Note: The xprof.xoi module database could have problems if you select and deselect
modules during multiple cached optimization runs.
- AMODULE.XYZ.xpp - This file is created when the application
is run. It contains profile information for the application, more specifically,
the number of times each instruction in the application is executed using
one 32-bit counter for each instruction.
- AMODULE.XYZ.xpe - This file is created when the application
is run. It contains control flow information for control transfer instructions
with targets that cannot be resolved statically. Each
control flow graph edge is stored in ASCII as:
source-pc target-pc weight instruction-type
The first line in the file gives the number of edges in the file. The
format of this file allows it to be used directly by ppcfg.
xprof (command)
Xprof is a utility for processing profiles generated with the Etch xprof
tool. It should be used as:
xprof -x AMODULE.XYZ xprof-option
Xprof provides four options for profile processing:
- -s - Statistics. Provide summary statistics about the profile.
- -p - Profile. Print an ASCII version of the profile to standard
out. Consecutive instructions with the same counts are coalesced into a
single block. Data occurring between such instructions will be included
in the block.
- -c - Coverage. Print coverage information from a profile. This
is similar to the -p option except that only ranges with profile counts
of zero are printed.
- -d < in-layout > out-layout - Dead code option. This option
reads in a code layout specification of the format used by Etch, and moves
ranges of instructions with zero references to the end of the text segment.
It is used to post-process a procedure layout, implementing the fluff removal
optimization.
xp2edge
Like the xprof command, xp2edge processes output files from the xprof
profiling tool. Xp2edge reads xprof profiles and generates a file containing
weighted-call-graph edges, to be used as input to ppcfg. It takes two arguments,
the original name of the profiled module, and the file in which the call
graph edges are to be written:
xp2edge AMODULE.XYZ AMODULE.XYZ.cfg
prc2edge
This command takes a file of procedure boundaries generated by Etch,
(using the -Bp switch) and converts it into a set of unit-weight edges,
to be used as input ppcfg. Two edges are created for each procedure, one
a call from address 0x1 to the beginning of the procedure, and one call
from address 0x1 to the end of the procedure. These edges are used to define
the beginnings and endings of procedures, using the heuristic that the
targets of calls are the beginnings of procedures.
ppcfg
This tool implements the Pettis and Hansen procedure layout algorithm.

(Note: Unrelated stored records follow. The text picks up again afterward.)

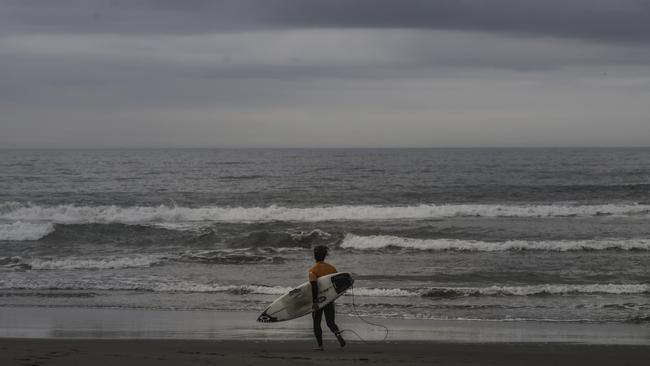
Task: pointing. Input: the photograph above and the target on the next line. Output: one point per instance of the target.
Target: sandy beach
(194, 352)
(69, 336)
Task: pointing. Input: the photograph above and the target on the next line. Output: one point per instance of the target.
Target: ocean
(504, 235)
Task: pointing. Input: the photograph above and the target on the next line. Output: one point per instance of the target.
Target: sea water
(559, 235)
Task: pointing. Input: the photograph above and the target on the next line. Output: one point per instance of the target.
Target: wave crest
(22, 231)
(72, 214)
(377, 242)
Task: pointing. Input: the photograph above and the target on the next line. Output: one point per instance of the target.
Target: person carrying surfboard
(321, 268)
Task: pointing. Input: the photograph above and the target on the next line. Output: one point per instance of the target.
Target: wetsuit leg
(318, 332)
(330, 313)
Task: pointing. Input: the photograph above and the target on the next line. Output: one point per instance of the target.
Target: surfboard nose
(266, 318)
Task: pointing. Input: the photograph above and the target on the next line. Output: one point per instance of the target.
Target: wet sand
(203, 352)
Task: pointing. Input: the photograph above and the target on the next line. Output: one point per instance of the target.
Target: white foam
(20, 230)
(375, 242)
(72, 214)
(112, 262)
(551, 289)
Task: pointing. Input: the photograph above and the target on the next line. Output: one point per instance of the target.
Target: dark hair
(320, 252)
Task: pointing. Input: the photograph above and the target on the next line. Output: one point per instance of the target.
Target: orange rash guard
(320, 269)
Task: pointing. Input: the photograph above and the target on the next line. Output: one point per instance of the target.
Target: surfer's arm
(314, 294)
(313, 280)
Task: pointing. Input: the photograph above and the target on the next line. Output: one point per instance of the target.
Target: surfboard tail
(266, 318)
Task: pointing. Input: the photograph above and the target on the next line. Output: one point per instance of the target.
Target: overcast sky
(324, 73)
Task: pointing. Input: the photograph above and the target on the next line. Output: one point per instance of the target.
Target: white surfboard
(298, 302)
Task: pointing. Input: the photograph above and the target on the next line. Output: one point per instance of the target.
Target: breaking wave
(73, 214)
(111, 262)
(20, 230)
(171, 285)
(376, 242)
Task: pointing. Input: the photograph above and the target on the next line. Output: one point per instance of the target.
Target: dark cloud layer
(598, 20)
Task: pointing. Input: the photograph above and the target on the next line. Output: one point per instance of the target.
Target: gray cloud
(598, 20)
(301, 73)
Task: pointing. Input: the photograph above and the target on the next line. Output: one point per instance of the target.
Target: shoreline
(185, 352)
(112, 323)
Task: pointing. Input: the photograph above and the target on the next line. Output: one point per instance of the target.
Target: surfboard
(298, 301)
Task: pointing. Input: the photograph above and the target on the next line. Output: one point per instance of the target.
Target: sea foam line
(73, 214)
(377, 242)
(20, 230)
(170, 285)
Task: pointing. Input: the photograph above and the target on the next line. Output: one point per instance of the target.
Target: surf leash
(354, 307)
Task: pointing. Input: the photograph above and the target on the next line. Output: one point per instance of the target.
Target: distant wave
(157, 215)
(110, 262)
(171, 285)
(529, 290)
(20, 230)
(226, 257)
(376, 242)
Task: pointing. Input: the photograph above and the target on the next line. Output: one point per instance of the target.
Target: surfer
(321, 268)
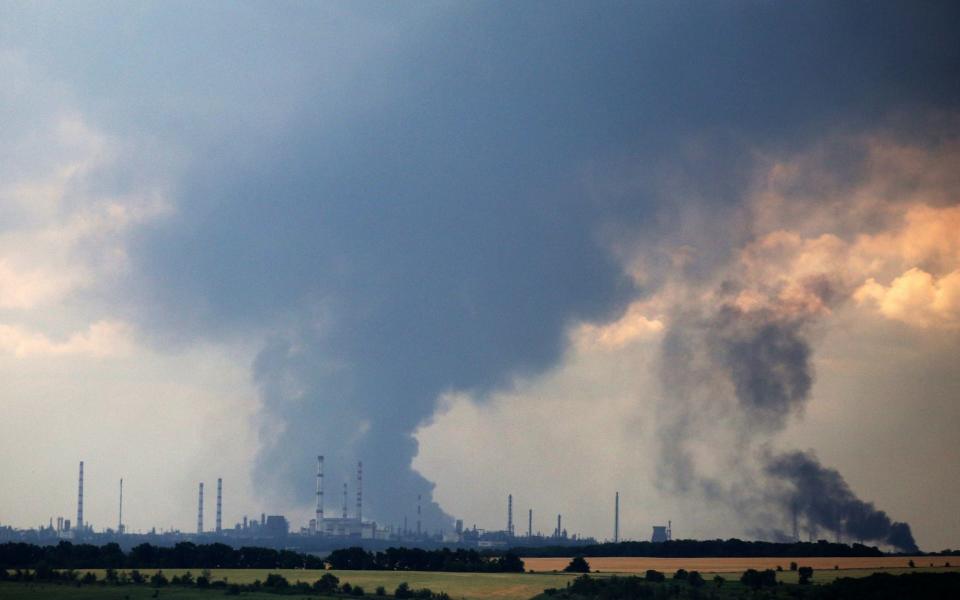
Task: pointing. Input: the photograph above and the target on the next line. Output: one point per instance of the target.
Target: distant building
(660, 533)
(276, 526)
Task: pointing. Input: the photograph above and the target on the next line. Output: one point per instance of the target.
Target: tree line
(706, 548)
(327, 585)
(187, 555)
(417, 559)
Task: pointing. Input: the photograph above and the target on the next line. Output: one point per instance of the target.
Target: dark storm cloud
(395, 192)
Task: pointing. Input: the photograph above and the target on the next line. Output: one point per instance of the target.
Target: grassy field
(468, 586)
(48, 591)
(502, 586)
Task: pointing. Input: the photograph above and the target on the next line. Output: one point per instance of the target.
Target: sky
(705, 255)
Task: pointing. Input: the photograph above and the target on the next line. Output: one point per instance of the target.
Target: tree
(577, 565)
(327, 584)
(158, 579)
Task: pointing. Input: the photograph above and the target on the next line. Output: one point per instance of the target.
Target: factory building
(662, 533)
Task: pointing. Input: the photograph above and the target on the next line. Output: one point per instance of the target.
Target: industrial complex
(328, 529)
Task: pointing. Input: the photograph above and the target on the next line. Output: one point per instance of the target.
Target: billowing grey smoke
(767, 360)
(394, 195)
(763, 356)
(822, 496)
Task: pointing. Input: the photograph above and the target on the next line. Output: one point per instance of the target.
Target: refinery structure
(333, 525)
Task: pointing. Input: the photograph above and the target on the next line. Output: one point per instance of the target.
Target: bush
(577, 565)
(327, 584)
(158, 579)
(276, 581)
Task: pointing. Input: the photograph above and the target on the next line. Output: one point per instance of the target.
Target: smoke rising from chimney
(740, 355)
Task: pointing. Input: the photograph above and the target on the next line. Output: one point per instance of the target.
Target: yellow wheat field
(732, 565)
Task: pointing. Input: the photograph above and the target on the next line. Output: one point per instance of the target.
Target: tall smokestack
(80, 501)
(120, 517)
(219, 503)
(360, 491)
(796, 524)
(616, 518)
(320, 493)
(200, 510)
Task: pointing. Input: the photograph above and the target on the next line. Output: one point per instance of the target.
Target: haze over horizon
(705, 255)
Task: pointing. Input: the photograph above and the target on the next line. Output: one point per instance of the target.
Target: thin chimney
(616, 518)
(200, 510)
(360, 491)
(219, 503)
(80, 501)
(320, 493)
(120, 517)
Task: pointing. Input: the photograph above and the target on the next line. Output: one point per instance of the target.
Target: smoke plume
(822, 496)
(737, 356)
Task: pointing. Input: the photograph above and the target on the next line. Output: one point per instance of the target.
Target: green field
(466, 586)
(49, 591)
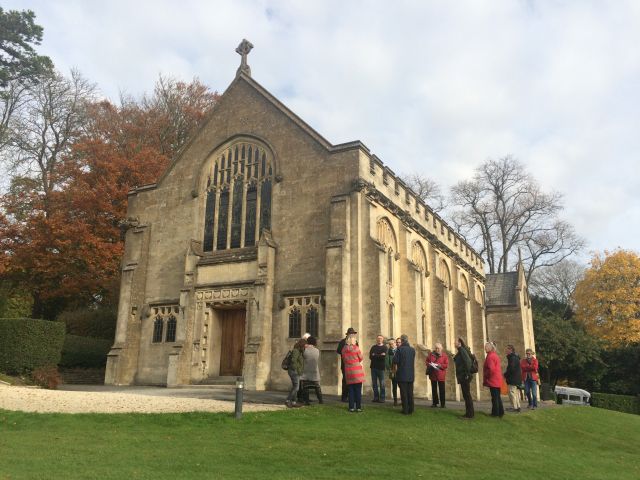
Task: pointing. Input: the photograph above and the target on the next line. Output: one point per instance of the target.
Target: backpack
(286, 361)
(474, 364)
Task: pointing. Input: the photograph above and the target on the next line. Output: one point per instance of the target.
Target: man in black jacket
(341, 344)
(404, 360)
(513, 376)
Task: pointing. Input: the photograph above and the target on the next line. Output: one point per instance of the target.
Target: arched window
(238, 202)
(479, 295)
(445, 275)
(464, 286)
(387, 238)
(312, 321)
(171, 329)
(295, 323)
(419, 259)
(158, 326)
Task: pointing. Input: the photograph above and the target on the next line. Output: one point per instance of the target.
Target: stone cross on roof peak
(243, 50)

ppcfg outputfile edgefile ...
The first argument is the output file where the optimized layout should
be written. This is followed by one or more files specifying control flow
graph edges. Profile information from multiple training runs may be used
by using all profiling data as input to ppcfg, although edge weights for
different runs are not summed together. Procedure boundaries from Etch
should be converted using prc2edge and included as input files to ppcfg.